See also Goldberg v. Kelly, 397 U.S. 254, 90 S.Ct. 1011,25 L.Ed.2d 287 (1970) (the Supreme Court applied its “property interest” analysis to welfare recipients); Bush v. Reid,516 P.2d 1215 (Alaska 1973) (we held that the right to bring a lawsuit is a property right protected under the fourteenth amendment).

[fn16] We also note that the trial court found that the University, as a result of it own conduct, was estopped to deny that Chauvin was entitled to a hearing. The University has not assigned error to this finding; thus there is an alternative ground for holding that a hearing was required.

[fn17] It seems unnecessary for us to give guidance to the University as to what is required in future proceedings to terminate for financial exigency, as the University has now promulgated regulations which provide that such hearings will be conducted in the same manner as hearings on terminations for cause. See Faculty Bulletin 1971-72-4, issued Feb. 25, 1972.

[fn18] The University contends that the proper remedy is to require a valid hearing nunc pro tunc. But such a remedy is inappropriate where the University has breached its contractual and constitutional duties to provide continuous employment absent a valid termination. The breach of this duty mandates a remedy that places Chauvin in the position he would have occupied had the University not breached its obligation to employ — i.e. reinstatement with back pay.

[fn19] “This augmented Committee shall make an informal inquiry, assist in arriving at an agreement if possible and, if none is effected, advise the appropriate administrative officer whether proceedings should be instituted toward a dismissal.” Faculty Bulletin 1970-71-5, Sec. V-A(1).

[fn20] See Redman v. State, 519 P.2d 760 (Alaska, 1974); Billetter v. Posell, 94 Cal.App.2d 858, 211 P.2d 621, 623
(1949); 5 A. Corbin, Contracts § 1043, at 274 (1964); 11 S. Williston, Contracts § 1359, at 309-10 (3rd ed. 1968).

[fn21] Chauvin was “obligated” only in the sense that if he failed to do so, he could lose his claim for damages pro tanto.

[fn22] An employee is not obligated to accept proffered alternative employment if it involves an increase in danger or discomfort vis-a-vis the promised position, or if acceptance of the alternative employment would involve humiliation or degradation, or if the alternative employment is essentially different from the promised position.
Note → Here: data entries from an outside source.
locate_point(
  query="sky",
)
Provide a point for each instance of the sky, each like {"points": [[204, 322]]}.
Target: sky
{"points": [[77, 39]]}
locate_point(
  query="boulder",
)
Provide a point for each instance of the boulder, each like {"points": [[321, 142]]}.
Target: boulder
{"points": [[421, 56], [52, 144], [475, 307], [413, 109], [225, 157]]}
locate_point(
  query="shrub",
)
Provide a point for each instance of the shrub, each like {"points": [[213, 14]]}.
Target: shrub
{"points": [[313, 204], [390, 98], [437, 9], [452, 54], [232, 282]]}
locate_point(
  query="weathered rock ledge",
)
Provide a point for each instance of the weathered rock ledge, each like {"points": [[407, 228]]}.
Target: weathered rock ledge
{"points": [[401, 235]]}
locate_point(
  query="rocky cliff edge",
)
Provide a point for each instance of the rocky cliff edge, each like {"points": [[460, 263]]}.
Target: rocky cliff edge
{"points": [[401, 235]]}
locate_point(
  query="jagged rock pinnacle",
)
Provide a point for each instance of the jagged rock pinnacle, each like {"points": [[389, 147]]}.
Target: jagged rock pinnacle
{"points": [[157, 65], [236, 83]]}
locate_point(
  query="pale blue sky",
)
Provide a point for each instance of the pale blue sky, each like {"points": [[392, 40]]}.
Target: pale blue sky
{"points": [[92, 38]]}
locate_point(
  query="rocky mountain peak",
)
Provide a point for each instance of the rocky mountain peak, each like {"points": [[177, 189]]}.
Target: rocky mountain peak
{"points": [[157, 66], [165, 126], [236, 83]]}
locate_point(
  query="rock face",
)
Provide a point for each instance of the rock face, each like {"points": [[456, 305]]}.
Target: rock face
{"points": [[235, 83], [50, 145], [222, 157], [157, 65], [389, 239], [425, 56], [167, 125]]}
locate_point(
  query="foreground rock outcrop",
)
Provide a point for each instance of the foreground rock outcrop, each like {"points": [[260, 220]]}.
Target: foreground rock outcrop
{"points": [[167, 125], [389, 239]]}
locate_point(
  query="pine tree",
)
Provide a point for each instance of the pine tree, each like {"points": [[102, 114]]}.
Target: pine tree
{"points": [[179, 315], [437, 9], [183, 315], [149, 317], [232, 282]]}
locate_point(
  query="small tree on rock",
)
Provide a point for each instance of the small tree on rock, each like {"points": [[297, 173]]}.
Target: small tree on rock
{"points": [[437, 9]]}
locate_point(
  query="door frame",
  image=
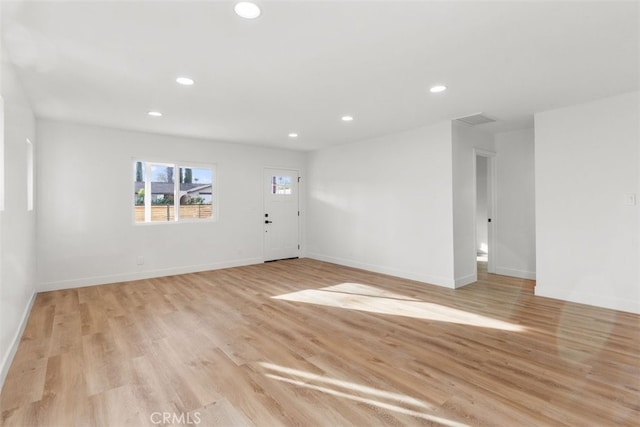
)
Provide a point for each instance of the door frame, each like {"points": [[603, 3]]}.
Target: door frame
{"points": [[492, 211], [297, 174]]}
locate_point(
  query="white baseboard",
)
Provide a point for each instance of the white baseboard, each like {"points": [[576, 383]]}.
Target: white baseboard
{"points": [[516, 273], [631, 305], [433, 280], [141, 275], [13, 348]]}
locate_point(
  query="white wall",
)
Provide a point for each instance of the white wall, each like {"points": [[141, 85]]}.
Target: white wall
{"points": [[586, 160], [385, 205], [465, 139], [17, 226], [86, 234], [515, 252], [482, 213]]}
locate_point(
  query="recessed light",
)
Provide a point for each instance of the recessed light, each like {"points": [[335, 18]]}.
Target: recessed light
{"points": [[247, 10], [186, 81]]}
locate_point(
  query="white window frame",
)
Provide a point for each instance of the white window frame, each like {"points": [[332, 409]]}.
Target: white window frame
{"points": [[176, 191]]}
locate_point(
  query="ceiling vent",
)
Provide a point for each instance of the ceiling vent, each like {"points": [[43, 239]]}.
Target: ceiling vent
{"points": [[476, 119]]}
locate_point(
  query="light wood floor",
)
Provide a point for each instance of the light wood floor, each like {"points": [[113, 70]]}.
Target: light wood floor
{"points": [[302, 342]]}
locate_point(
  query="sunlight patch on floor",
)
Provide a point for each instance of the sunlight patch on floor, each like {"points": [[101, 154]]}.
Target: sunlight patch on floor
{"points": [[370, 299], [332, 386]]}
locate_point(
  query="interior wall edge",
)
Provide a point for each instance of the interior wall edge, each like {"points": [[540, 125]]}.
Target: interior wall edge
{"points": [[13, 348]]}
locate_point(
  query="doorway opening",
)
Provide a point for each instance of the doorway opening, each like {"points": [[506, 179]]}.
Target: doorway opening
{"points": [[485, 210], [281, 214]]}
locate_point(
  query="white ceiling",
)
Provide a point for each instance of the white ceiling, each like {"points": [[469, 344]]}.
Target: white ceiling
{"points": [[303, 64]]}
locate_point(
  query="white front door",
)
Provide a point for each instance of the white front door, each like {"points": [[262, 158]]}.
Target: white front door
{"points": [[281, 214]]}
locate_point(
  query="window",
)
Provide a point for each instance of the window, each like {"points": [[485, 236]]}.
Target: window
{"points": [[281, 185], [29, 175], [170, 192]]}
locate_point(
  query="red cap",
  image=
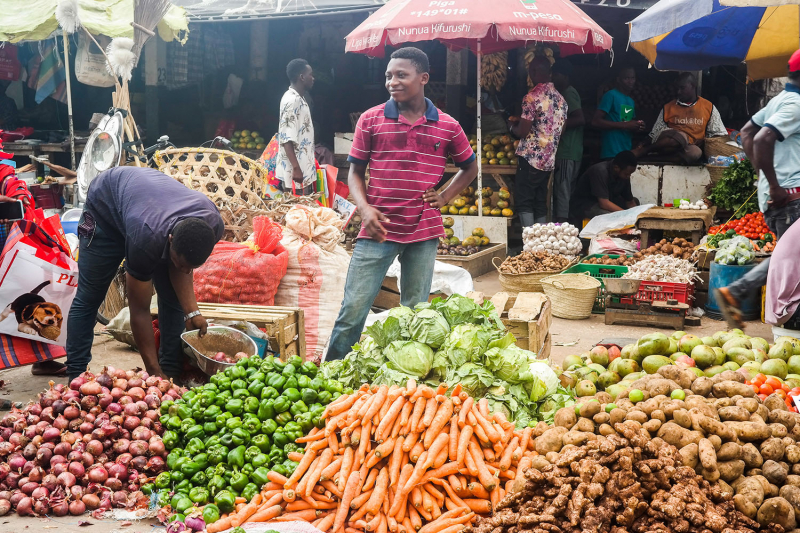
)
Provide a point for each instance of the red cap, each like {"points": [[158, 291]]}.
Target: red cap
{"points": [[794, 62]]}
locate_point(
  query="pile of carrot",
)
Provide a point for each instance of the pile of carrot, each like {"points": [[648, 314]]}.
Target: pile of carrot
{"points": [[396, 459]]}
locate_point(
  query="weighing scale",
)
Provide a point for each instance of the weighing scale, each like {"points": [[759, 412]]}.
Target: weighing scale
{"points": [[622, 308]]}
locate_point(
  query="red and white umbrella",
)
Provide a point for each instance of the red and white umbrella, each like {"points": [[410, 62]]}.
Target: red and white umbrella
{"points": [[483, 26]]}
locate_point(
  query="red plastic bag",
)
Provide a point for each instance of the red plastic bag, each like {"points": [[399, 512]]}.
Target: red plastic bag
{"points": [[240, 274]]}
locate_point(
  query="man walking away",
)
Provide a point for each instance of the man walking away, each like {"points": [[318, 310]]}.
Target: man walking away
{"points": [[405, 142], [772, 142], [294, 166], [684, 123], [544, 112], [570, 149], [616, 116]]}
Restatement (Second) of Agency § 455, comment d at 373 (1958); see also 72 A.L.R. 1049 (1931).

[fn23] One of Chauvin’s former supervisors wrote to him on July 28, 1971, informing him that, while no specific job could be offered immediately, a “niche” might be found if Chauvin pressed the issue, “though the salary might not be too wonderful.” The trial court concluded that this evidence fell short of carrying the University’s burden of showing that suitable alternative employment existed which Chauvin failed to pursue. We agree that this nebulous offer, which the University neglected to expand upon at trial, did not constitute a suitable employment opportunity.

[fn24] Alaska Foods, Inc. v. American Mfr.’s Mut. Ins. Co.,482 P.2d 842, 848 (Alaska 1971).